Avoiding Additives and Preservatives
Use a wine vinegar without sulfites added, and check the label on the almonds to make sure they have no preservatives added.

Chop almonds and chive for the salad

Separate the endive heads into individual leaves

The recipe calls for Arctic char, but almost any fish would work

Mix the salad ingredients together

Arctic char with couscous and citrus salad
Ingredients:
1 cup (250 ml) couscous
4 clementines or 2 small oranges, peeled and sliced into rounds
2 tablespoons (30 ml) sherry vinegar or white wine vinegar
¼ cup (60 ml) olive oil
kosher salt and black pepper
1 head endive, leaves separated
¼ cup (60 ml) chopped roasted almonds
2 tablespoons (30 ml) chopped fresh chives
4 6-ounce (170 g) pieces boneless, skinless arctic char or salmon
Preparation:
Cook the couscous according to the package directions.
Combine the clementines, vinegar, 3 tablespoons (45 ml) of the oil, and ¼ (1 ml) teaspoon each salt and pepper in a medium bowl.
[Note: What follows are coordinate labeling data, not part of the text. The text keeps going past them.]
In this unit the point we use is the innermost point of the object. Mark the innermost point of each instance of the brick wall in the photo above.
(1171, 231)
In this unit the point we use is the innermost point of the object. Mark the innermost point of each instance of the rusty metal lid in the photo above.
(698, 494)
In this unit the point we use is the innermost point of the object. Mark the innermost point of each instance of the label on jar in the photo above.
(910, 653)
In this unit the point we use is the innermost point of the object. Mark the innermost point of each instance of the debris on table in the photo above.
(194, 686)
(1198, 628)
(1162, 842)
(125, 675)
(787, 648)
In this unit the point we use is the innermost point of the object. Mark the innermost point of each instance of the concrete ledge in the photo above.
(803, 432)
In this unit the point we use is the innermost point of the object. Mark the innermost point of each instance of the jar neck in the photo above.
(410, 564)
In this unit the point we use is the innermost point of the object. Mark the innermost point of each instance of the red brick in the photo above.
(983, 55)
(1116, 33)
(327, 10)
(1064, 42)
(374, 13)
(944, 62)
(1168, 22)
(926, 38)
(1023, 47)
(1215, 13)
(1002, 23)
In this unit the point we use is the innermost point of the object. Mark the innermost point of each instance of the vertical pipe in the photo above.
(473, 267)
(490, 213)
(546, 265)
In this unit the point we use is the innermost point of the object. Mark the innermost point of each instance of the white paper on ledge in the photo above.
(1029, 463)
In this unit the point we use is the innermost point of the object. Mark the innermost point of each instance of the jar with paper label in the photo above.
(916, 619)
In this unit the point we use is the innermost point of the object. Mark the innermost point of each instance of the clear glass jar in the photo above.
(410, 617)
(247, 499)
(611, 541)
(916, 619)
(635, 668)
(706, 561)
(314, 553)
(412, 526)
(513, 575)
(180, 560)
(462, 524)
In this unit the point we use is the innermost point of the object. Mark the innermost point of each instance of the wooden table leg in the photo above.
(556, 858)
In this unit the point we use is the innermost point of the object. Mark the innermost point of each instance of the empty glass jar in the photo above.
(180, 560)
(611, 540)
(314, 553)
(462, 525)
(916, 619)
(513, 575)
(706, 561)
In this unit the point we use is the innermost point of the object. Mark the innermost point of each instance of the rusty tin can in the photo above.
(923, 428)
Add the endive, almonds, and chives and toss to combine.
Heat the remaining tablespoon of oil in a large nonstick skillet over medium-high heat.
Season the fish with ½ teaspoon (2 ml) salt and ¼ teaspoon (1 ml) pepper. Cook until opaque throughout, 3 to 4 minutes per side.
Serve the couscous topped with the citrus salad and fish, drizzled with any remaining dressing. Serves 4.